Targeting CD37 and BH3 dependencies for T-cell lymphoma CAR-T therapy
Heavican-Foral TB, Korell F, Scarfo I, et al. Combining MCL-1 Inhibition and CD37-Directed Chimeric Antigen Receptor T Cells as an Effective Strategy to Target T-Cell Lymphoma. Leukemia. 2025; (doi: 10.1038/s41375-025-02697-1).

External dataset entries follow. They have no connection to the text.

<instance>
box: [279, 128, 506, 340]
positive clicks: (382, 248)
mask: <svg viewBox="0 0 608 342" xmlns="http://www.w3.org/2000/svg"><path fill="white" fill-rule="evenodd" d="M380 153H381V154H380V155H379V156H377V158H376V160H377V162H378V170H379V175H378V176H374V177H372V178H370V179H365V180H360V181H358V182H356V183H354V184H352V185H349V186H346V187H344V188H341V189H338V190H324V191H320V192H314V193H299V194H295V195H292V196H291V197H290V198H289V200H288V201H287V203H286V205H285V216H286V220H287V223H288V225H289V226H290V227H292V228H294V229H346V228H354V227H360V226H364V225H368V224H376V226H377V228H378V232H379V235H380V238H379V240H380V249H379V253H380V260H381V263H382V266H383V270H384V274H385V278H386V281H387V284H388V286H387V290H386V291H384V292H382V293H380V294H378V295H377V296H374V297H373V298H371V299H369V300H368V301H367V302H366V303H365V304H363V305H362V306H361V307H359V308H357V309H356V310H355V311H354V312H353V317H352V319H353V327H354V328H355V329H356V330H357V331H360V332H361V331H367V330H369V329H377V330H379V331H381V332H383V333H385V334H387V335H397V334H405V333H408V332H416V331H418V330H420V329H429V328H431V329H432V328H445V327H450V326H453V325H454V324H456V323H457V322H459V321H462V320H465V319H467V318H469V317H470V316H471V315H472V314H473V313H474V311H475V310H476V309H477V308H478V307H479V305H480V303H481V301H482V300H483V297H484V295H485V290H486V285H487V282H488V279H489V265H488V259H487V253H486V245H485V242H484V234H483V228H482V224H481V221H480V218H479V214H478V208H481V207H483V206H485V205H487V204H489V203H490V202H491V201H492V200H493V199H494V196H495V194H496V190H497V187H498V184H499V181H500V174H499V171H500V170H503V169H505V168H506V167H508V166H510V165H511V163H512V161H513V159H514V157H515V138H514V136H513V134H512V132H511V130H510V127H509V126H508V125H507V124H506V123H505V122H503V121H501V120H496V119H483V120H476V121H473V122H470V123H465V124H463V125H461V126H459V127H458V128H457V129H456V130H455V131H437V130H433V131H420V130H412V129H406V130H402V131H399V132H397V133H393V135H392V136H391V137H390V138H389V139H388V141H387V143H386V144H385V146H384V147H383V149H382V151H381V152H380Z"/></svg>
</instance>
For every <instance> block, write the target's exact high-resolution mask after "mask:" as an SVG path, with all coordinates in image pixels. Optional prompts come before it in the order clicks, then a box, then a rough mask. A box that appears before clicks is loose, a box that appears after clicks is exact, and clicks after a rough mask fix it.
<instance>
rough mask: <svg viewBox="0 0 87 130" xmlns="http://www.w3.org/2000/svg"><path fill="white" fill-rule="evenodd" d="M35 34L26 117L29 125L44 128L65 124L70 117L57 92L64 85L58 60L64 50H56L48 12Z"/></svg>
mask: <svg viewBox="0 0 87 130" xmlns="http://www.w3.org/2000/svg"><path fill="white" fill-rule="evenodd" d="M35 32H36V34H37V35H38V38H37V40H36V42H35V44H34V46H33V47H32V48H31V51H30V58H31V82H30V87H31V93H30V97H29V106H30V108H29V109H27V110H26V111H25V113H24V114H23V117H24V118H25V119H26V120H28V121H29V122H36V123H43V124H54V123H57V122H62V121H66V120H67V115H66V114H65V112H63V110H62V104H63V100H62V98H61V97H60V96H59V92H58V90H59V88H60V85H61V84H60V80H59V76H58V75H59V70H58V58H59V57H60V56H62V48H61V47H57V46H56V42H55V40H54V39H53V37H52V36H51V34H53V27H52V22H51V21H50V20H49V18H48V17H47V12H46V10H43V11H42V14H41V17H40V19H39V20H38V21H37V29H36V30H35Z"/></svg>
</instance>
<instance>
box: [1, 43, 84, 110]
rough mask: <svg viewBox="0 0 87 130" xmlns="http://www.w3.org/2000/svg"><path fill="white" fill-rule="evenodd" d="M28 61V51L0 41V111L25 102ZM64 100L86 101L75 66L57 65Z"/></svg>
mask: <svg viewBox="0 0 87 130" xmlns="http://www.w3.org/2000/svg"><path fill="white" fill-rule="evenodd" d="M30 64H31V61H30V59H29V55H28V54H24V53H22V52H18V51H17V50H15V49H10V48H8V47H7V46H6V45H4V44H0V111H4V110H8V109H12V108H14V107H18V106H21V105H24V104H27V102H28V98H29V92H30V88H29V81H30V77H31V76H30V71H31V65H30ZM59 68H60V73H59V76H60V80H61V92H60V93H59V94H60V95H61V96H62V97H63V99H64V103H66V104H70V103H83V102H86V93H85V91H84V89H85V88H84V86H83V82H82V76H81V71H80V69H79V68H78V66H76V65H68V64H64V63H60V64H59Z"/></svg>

Tumor-specific antigens remain elusive in T-cell lymphomas (TCL), effectively limiting the impact of chimeric antigen receptor (CAR) T-cell therapy in this setting, but scientists are encouraged by the potential of CD37 T cells working in tandem with the MCL-1 inhibitor AZD5991. Preclinical work indicates that CAR-37 T cells exhibit robust anti-tumor activity against TCL, and the antigen is expressed almost exclusively on malignant cells and rarely on mature T cells. A less-than-optimal duration of response prompted investigators to explore ways to increase the effect of CAR T-cell activity without sacrificing tolerability. They used BH3 profiling to identify targetable BH3 dependencies in individual TCL models and then coupled them with the CAR-37 T cells. In lymphoma models with dependence on MCL-1, the combination of CAR-37 T cells and AZD5991 enhanced anti-TCL response and kept xenografted mice alive longer. According to researchers, the results suggest that personalized selection of BH3 mimetic/CAR T pairings could boost the therapeutic index of patients with TCL and also possibly for patients with other hematologic malignancies.